RadialDistribution

class RadialDistribution(md_trajectory, start_time=None, end_time=None, cutoff_radius=None, resolution=None, pair_selection=None, time_resolution=None, info_panel=None)

Class for calculating the radial distribution from an MDTrajectory.

Parameters:
  • md_trajectory (MDTrajectory | MoleculeConfiguration | BulkConfiguration | DeviceConfiguration | SurfaceConfiguration) – The MDTrajectory or configuration the radial distribution should be calculated for.

  • cutoff_radius (PhysicalQuantity of type length) – Upper limit on sampled distances (must be positive).
    Default: Half the diagonal of the unit cell

  • start_time (PhysicalQuantity of type time) – The start time.
    Default: 0.0 * fs

  • end_time (PhysicalQuantity of type time) – The end time.
    Default: The last frame time.

  • resolution (PhysicalQuantity of type length) – The binning of the histogram.
    Default: 0.05 * Angstrom

  • pair_selection (sequence) – Only include contributions between this selection of atoms. Either None or a sequence containing two of the following types: Element, tag name, list of indices, or None.
    Default: All atoms pairs are considered.

  • time_resolution (PhysicalQuantity of type time) – The time interval between snapshots in the MD trajectory that are included in the analysis.

  • info_panel (InfoPanel (Plot2D)) – Info panel to show the calculation progress.
    Default: No info panel

data()

Return the radial distribution function.

distances()

Return the distance values associated with the radial distribution function.

Usage Examples

Load an MDTrajectory and calculate the RadialDistribution function between Al and O:

md_trajectory = nlread('alumina_trajectory.nc')[-1]

rdf = RadialDistribution(md_trajectory,
                         cutoff_radius=8.0*Angstrom,
                         pair_selection=[Aluminum, Oxygen])

# Get the bin_centers and the histogram of the radial distribution.
distances = rdf.distances().inUnitsOf(Angstrom)
histogram = rdf.data()

# Plot the data using pylab.
import pylab

pylab.plot(distances, histogram, label='Al-O RDF')
pylab.xlabel('r (Ang)')
pylab.ylabel('g(r)')
pylab.legend()

pylab.show()

radial_distribution.py

Calculate the RadialDistribution function between the first atom in the configuration and the rest of the system:

rdf = RadialDistribution(md_trajectory,
                         cutoff_radius=20.0*Angstrom,
                         pair_selection=[[0], None])

radial_distribution_2.py

Notes

The radial distribution (or pair correlation) function is calculated as

\[g(r) = \frac{1}{4\pi r^2} \frac{1}{N\rho} \sum_{i = 1}^N \sum_{j\neq i}^N \langle \delta(r - | \mathbf{r}_i - \mathbf{r}_j | ) \rangle\]

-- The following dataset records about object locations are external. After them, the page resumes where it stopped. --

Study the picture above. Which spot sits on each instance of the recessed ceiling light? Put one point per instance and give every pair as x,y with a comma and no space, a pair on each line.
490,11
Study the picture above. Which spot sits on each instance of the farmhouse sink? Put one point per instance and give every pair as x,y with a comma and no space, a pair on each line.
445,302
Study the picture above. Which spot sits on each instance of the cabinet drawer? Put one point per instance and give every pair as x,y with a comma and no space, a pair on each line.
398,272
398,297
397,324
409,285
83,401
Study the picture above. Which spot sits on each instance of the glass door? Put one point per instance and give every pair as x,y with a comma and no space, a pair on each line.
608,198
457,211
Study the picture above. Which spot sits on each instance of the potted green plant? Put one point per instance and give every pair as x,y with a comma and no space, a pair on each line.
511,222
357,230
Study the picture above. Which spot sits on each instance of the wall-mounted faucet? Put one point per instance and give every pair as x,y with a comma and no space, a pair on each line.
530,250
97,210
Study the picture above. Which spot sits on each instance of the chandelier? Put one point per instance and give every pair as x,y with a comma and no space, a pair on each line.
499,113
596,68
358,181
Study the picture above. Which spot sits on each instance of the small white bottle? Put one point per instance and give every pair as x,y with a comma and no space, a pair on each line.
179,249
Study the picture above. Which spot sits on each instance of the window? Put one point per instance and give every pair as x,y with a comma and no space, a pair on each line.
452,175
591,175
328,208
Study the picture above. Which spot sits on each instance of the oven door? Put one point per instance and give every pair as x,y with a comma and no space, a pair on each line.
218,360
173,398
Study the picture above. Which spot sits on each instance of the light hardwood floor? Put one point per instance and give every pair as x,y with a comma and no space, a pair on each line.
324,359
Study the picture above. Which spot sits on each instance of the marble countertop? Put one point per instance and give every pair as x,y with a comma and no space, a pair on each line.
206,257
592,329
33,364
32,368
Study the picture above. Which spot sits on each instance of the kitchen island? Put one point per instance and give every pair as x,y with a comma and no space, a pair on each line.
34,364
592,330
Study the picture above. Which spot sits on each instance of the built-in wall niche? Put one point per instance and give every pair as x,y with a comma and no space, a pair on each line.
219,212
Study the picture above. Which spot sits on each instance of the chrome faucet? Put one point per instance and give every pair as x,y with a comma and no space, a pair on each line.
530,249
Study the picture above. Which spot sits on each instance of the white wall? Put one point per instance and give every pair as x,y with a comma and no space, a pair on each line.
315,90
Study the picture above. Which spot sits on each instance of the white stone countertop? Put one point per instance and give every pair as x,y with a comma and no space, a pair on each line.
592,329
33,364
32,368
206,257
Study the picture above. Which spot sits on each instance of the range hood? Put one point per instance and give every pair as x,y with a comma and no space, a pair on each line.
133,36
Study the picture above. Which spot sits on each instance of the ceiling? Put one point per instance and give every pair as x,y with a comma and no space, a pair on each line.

It is also possible to calculate the partial radial distribution by specifying two selections A and B (elements or index lists) in pair_selection. In that case the radial distribution is calculated as

\[g_{AB}(r) = \frac{1}{4\pi r^2} \frac{N}{\rho N_A N_B} \sum_{i \in A} \sum_{j \in B, j \neq i}^N \langle \delta(r - | \mathbf{r}_i - \mathbf{r}_j | ) \rangle\]

The normalization via the density ensures that for large distances the radial distribution approaches unity.

As the radial distribution assumes a homogeneous system, this analysis is not well-defined for trajectories of DeviceConfiguration or SurfaceConfiguration types. In that case only the radial distribution of the central region atoms is calculated, using infinite electrodes as boundary conditions.